Commencing on 1 July 2018, this new measure allows people over 65 to contribute sale proceeds from a home to their super. The contribution would be a non-concessional (after tax) contribution. It can be made up to any age, and is not counted under super contribution caps.
The main conditions are:
- The sale contract must be entered into on or after 1 July 2018
- The home must have been owned by you or your spouse for at least 10 years
- The seller must be eligible for the full or partial capital gain main residence exemption
- A maximum contribution of $300,000 per person applies ($600,000 for a couple)
- The contribution (or combined contribution for a couple) cannot exceed the total sale proceeds
- The contribution must be made within 90 days of receipt of the proceeds and a form must be submitted to the super fund prior to, or at the time of, the contribution
- You can only take advantage of this in relation to one property sale.
So what’s the catch?
There really isn’t one.

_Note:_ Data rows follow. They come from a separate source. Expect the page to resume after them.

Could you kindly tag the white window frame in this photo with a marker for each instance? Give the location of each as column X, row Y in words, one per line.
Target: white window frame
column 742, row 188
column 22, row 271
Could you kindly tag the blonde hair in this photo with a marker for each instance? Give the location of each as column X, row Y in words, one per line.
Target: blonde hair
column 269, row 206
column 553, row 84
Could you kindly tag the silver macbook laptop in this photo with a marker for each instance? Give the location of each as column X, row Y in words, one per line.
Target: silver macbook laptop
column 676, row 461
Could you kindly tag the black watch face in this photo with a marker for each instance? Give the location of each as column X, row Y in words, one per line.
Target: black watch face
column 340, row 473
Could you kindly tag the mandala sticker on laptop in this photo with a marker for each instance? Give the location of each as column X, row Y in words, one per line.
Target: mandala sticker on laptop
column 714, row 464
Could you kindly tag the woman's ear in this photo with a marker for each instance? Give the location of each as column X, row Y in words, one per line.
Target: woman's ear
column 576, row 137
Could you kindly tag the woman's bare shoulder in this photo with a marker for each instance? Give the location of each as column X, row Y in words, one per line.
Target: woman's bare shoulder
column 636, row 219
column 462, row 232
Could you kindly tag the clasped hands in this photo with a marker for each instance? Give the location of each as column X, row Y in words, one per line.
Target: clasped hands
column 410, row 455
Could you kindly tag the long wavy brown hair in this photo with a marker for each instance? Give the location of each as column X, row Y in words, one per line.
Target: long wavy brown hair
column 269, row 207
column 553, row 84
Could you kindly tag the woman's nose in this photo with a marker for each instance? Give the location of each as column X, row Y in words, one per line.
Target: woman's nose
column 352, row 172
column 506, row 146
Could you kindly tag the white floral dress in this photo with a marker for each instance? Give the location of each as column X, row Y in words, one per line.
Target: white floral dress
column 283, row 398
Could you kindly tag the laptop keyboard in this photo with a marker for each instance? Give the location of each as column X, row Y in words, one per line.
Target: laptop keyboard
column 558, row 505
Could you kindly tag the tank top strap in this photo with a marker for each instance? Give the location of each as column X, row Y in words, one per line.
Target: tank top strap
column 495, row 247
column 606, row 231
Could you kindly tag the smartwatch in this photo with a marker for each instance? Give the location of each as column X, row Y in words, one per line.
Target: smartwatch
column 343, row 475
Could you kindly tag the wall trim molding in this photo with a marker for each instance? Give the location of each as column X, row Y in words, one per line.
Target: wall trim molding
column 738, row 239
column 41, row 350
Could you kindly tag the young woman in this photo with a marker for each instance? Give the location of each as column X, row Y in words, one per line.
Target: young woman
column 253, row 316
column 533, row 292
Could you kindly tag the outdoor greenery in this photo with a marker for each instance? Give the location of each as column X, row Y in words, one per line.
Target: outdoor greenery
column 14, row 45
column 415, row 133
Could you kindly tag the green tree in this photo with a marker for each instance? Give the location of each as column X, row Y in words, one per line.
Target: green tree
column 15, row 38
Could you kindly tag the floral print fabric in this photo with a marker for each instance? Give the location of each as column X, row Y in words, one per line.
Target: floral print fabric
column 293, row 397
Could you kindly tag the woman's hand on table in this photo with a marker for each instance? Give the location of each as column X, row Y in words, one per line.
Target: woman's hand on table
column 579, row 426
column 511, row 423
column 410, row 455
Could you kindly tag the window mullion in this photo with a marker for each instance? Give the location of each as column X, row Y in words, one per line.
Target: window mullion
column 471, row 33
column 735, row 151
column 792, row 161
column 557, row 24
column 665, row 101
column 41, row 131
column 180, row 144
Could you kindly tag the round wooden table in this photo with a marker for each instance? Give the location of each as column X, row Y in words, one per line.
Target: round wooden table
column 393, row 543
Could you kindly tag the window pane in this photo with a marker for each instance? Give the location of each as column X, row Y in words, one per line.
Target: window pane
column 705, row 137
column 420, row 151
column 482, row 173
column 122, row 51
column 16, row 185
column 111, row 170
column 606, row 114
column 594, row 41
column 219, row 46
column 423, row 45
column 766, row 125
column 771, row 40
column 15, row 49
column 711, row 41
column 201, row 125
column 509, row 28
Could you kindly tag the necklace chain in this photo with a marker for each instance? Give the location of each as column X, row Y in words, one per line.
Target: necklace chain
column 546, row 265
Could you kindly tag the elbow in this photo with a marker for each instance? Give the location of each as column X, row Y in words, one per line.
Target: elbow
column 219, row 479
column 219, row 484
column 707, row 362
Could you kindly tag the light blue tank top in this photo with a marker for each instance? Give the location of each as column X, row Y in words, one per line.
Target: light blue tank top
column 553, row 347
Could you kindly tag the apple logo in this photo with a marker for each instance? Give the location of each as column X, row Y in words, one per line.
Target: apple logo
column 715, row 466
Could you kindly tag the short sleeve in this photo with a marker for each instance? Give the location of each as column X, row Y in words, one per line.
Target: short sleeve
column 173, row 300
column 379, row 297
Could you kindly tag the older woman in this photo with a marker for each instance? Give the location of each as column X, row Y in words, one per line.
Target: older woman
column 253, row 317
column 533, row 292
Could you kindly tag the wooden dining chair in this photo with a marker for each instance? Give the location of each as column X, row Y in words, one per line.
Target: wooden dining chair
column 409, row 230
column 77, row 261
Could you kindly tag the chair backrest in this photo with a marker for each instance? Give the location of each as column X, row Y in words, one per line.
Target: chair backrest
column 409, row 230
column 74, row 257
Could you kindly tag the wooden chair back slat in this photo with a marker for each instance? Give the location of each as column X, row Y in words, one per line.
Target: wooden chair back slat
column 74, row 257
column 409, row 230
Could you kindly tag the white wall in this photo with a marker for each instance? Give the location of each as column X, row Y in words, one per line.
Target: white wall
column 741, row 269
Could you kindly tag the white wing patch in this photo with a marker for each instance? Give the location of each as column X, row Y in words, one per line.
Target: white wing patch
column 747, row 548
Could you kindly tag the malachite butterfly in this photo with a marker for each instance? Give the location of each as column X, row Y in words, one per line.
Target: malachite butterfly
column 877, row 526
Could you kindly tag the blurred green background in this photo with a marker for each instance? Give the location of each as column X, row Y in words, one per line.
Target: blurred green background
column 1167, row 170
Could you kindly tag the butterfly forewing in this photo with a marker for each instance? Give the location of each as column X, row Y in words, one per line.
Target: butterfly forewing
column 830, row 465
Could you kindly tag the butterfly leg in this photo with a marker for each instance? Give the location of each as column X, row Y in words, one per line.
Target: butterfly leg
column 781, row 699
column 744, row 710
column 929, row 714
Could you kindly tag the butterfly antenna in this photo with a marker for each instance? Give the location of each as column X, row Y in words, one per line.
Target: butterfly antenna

Interestingly, the rules do not require the seller to buy a new property, or indeed spend less on any new home purchased.
They also do not require the property to have been a main residence for 10 years. The requirement is for the property to be owned for 10 years, and to be the main residence for a period of that ownership. This potentially allows the proceeds of a rental property or holiday home to be contributed to super – provided the seller has legitimately lived in it as a main residence for a time.
Most retirees will benefit when the big family home is no longer suitable for them. It will allow people who buy a more suitable property and free up capital in the process, to use the tax concessions of super. This includes investing the capital tax free and drawing a regular tax free income.
Are you on the Age Pension?
One note of caution though. For those receiving the Age Pension, the family home is exempt from means testing, whereas super is fully assessed. Therefore, the potential impact on Centrelink benefits will need to be considered before implementing a downsizing strategy.